Öncelikle herkese merhaba. Yaklaşık olarak 7-8 yıl önce yazılımla tanışmış olmama rağmen, son 3 yıldır aktif olarak yazılım dünyasının içerisindeyim ve gelişen teknolojileri takip etmeye çalışmaktayım. Bu blogu açmayı uzun zamandır düşünüyordum ancak bir türlü, nasıl bir blog olmalı, içerik olarak neleri barındırmalı gibi şeyleri düşünmekten bir türlü başlayamadım. Kısmet bu güneymiş diyelim. Başladık, umarım faydalı olacaktır. Zaman içerisinde blogda, c#, sql, asp, html, css, javascript, jquery gibi teknolojiler hakkında yazılar paylaşacağım. Belki ilerleyen dönemlerde, daha farklı alanlar da eklenebilir.

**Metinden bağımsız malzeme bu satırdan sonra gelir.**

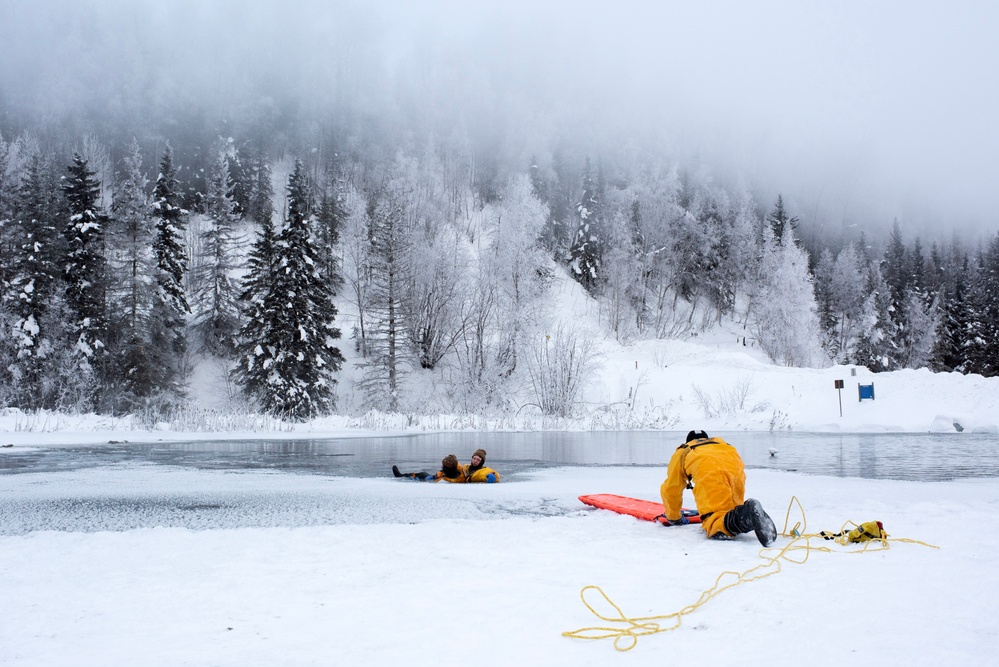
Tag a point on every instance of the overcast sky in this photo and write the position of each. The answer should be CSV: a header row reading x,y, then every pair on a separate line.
x,y
857,111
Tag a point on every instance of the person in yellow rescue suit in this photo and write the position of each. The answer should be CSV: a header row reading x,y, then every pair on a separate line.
x,y
714,470
477,470
451,471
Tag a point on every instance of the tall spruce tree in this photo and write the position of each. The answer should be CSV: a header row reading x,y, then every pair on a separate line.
x,y
133,288
290,370
586,250
217,318
779,220
249,373
36,304
169,313
85,268
981,344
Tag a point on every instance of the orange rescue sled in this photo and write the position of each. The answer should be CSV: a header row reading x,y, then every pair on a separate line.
x,y
641,509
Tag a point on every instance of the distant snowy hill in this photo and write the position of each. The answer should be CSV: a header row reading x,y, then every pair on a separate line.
x,y
718,380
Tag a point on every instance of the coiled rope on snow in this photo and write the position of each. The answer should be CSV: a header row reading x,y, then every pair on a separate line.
x,y
628,629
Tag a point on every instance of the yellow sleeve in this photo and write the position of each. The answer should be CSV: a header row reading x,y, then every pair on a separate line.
x,y
673,486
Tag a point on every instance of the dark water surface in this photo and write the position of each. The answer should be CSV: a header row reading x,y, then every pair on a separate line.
x,y
920,456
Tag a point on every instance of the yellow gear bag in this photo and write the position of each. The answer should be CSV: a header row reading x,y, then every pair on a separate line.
x,y
865,532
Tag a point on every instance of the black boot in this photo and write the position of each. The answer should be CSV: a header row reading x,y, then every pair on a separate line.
x,y
750,516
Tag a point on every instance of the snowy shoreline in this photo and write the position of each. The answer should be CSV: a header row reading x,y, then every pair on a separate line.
x,y
381,590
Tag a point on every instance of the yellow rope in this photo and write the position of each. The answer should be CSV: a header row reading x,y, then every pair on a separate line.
x,y
626,634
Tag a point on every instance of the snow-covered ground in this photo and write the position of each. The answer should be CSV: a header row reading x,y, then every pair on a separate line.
x,y
451,581
422,574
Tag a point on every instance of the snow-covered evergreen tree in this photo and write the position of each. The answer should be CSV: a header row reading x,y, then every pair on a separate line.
x,y
981,345
386,332
877,340
330,219
290,371
168,320
587,244
39,373
843,283
249,373
216,318
85,268
787,325
780,220
132,291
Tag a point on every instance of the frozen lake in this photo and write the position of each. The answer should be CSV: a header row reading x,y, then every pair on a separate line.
x,y
920,456
214,484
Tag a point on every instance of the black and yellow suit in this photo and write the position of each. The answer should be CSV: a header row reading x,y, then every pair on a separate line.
x,y
718,476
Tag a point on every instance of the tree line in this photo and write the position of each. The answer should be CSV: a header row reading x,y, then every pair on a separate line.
x,y
114,281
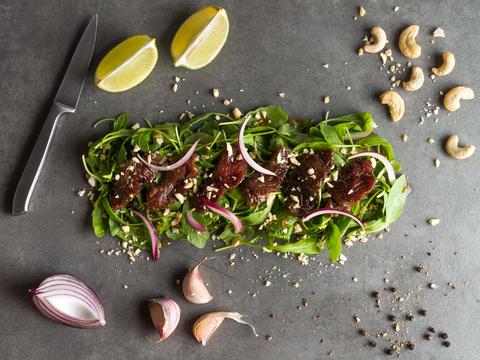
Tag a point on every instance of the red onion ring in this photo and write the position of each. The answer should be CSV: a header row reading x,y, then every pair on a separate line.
x,y
175,165
388,165
246,156
332,211
227,214
195,224
152,232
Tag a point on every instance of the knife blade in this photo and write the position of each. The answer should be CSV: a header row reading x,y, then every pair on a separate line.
x,y
65,101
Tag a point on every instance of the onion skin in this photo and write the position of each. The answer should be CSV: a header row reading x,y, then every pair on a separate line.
x,y
69,301
165,315
388,165
237,224
194,288
246,156
332,211
151,231
175,165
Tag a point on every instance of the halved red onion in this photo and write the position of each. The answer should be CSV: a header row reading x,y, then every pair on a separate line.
x,y
246,156
227,214
332,211
388,165
69,301
151,231
175,165
195,224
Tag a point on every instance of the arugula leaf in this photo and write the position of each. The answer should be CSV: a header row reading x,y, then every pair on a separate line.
x,y
98,221
333,241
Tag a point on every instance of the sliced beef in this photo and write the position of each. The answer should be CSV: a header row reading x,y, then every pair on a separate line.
x,y
302,183
131,176
228,174
173,182
355,180
257,187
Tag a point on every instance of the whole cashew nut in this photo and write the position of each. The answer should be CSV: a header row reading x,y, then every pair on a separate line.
x,y
452,98
379,41
407,43
395,104
456,152
447,66
416,80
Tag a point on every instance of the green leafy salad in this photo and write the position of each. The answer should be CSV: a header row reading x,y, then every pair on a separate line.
x,y
322,213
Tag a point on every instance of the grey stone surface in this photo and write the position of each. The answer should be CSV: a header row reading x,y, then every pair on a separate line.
x,y
273,46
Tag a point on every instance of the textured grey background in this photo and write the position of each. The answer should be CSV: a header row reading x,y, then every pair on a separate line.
x,y
273,46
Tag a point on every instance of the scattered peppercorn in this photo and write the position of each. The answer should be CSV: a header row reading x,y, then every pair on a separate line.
x,y
389,351
419,269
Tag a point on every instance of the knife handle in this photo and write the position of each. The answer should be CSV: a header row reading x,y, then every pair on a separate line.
x,y
34,166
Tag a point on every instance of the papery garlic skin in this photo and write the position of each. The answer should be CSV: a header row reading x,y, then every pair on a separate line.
x,y
194,288
69,301
207,324
165,315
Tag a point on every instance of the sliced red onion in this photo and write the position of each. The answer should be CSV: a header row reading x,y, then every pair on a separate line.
x,y
246,156
175,165
69,301
332,211
357,135
151,231
195,224
227,214
388,165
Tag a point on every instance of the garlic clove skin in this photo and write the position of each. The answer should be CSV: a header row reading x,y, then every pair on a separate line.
x,y
69,301
165,315
207,324
194,288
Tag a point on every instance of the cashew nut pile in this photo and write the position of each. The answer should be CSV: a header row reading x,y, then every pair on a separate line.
x,y
416,80
379,41
459,153
395,103
452,98
407,43
447,66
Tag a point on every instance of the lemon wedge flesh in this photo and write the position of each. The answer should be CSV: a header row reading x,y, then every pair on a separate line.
x,y
127,64
200,38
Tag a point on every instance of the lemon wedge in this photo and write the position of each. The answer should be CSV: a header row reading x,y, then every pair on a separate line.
x,y
200,38
127,64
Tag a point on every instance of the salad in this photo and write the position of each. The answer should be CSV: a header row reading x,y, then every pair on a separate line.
x,y
264,180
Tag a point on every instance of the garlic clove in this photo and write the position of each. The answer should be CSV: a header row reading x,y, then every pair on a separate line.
x,y
194,288
69,301
165,314
207,324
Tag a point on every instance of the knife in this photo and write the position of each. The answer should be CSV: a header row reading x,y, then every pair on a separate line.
x,y
66,101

Not etmekte fayda var, bu blog tamamen kendi yazılarımdan oluşacaktır. Bu sebeple, bu blogdaki yazıların, kaynak gösterilmeden başka bir yerde kullanılması durumunda gerekli yasal işlemleri yapacağımı bilmenizi isterim. Emek hırsızlığı konusunda biraz hassas biriyimdir.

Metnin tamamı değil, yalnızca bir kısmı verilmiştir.